After a series of interviews and exams, roughly 17 of the 200-plus participants will be selected to represent the party in a run for the 57-seat legislature.
“It’s a new way to do politics,” said Olga Marta Mena, a municipal employee from San Rafael de Alajuela, who has a whole booklet of ideas she’d like to implement if selected as a legislator. “If we want to bring change to the country, we have to change how we govern. And to change how we govern, we have to change how we do politics.”
Moving away from the traditional system through which politicians schmooze and fundraise their way into office, the young Citizen Action Party (PAC), which came to prominence in just the past eight years, is looking to base its selections for public offices on merit.
Engineers, oceanographers, journalists and economists responded to their call for candidates and enrolled in the three-weekend course.
“They are old and they are young; they are from all over the county; they are party founders and new to the political scene,” said agronomist Ronny Barboza, a coordinator for the program. “They all have different backgrounds.”
The training program started when the PAC began, Barboza said. “It’s part of the philosophy of PAC…to encourage citizen involvement at all levels.”
The PAC became the second most-dominant party after the Social Christian Unity Party fell off the political stage as a result of serious corruption charges against its most prominent leaders. PAC almost captured the presidency in the 2006 elections, when party figurehead Ottón Solís came within two percentage points of defeating the victor, current President Oscar Arias of the National Liberation Party..

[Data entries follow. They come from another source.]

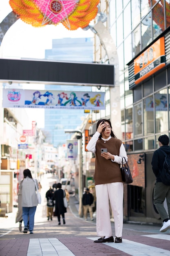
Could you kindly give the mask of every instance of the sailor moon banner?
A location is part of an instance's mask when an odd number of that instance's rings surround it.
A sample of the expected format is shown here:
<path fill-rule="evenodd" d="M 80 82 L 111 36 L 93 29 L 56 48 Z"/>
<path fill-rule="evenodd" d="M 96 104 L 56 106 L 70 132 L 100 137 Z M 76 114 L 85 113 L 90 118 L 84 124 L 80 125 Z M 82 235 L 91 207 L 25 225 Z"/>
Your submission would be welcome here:
<path fill-rule="evenodd" d="M 3 89 L 3 108 L 105 109 L 105 92 Z"/>

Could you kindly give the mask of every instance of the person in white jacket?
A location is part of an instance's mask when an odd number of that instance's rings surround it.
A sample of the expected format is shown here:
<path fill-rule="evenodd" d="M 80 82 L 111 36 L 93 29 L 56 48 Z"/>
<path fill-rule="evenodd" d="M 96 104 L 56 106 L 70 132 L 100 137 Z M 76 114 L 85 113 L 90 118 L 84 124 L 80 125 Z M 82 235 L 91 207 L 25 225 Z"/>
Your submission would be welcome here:
<path fill-rule="evenodd" d="M 28 221 L 29 219 L 29 231 L 33 234 L 34 216 L 38 204 L 35 182 L 38 187 L 37 180 L 33 180 L 29 169 L 24 170 L 24 179 L 21 182 L 19 188 L 22 191 L 22 219 L 24 222 L 24 233 L 28 231 Z"/>

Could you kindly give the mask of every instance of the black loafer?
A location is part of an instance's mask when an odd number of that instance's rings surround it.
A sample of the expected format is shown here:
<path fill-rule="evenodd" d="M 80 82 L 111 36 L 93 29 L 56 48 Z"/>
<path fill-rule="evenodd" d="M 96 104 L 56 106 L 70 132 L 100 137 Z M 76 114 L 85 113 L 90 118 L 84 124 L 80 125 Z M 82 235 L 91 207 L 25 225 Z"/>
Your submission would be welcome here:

All sixteen PAC legislators presently serving in the Legislative Assembly went through a program similar to the current one. During a break from a lecture on healthcare conducted by Dr. Guido Miranda, former president of the Costa Rican Social Security System, Daniel Alvarado said, “This is the only party in Costa Rica and the only party in the world that teaches its legislators how to serve in elected office.”
The 46-year-old lawyer from Alajuela said he considers this training program an opportunity to move the country forward.
“With the same politics,” he said, “the country is not going to move forward. But PAC is doing something different.”
Barboza added that the training benefits the party and also is intended to improve the country.
“We have the obligation to give the country qualified legislators with enough knowledge to do their jobs correctly,” he said.
Also, he said, it can help party leaders ensure that members maintain a unified stance on issues.
“While it’s a good opportunity to let people know our thinking so that they are assured they are in the right party, it’s also a chance for us to confirm they are in the right party,” Solís told The Tico Times. “We want our stance as a party to be homogenous.”
Only a handful of the 205 aspirants will make it into the legislature, but that doesn’t matter to Mena.
“I came here to learn,” said the forceful middle-aged woman. “Really, this is a university experience for me.”
How Are Members
of the Legislative
Unlike in the United States, where voters choose candidates directly in both party primaries and the general election, in Costa Rica candidates for the Legislative Assembly are chosen by political parties and presented to the voters as part of a party slate for each province. Seats in the Legislative Assembly are allotted proportionately to each party based on the votes received by the slate.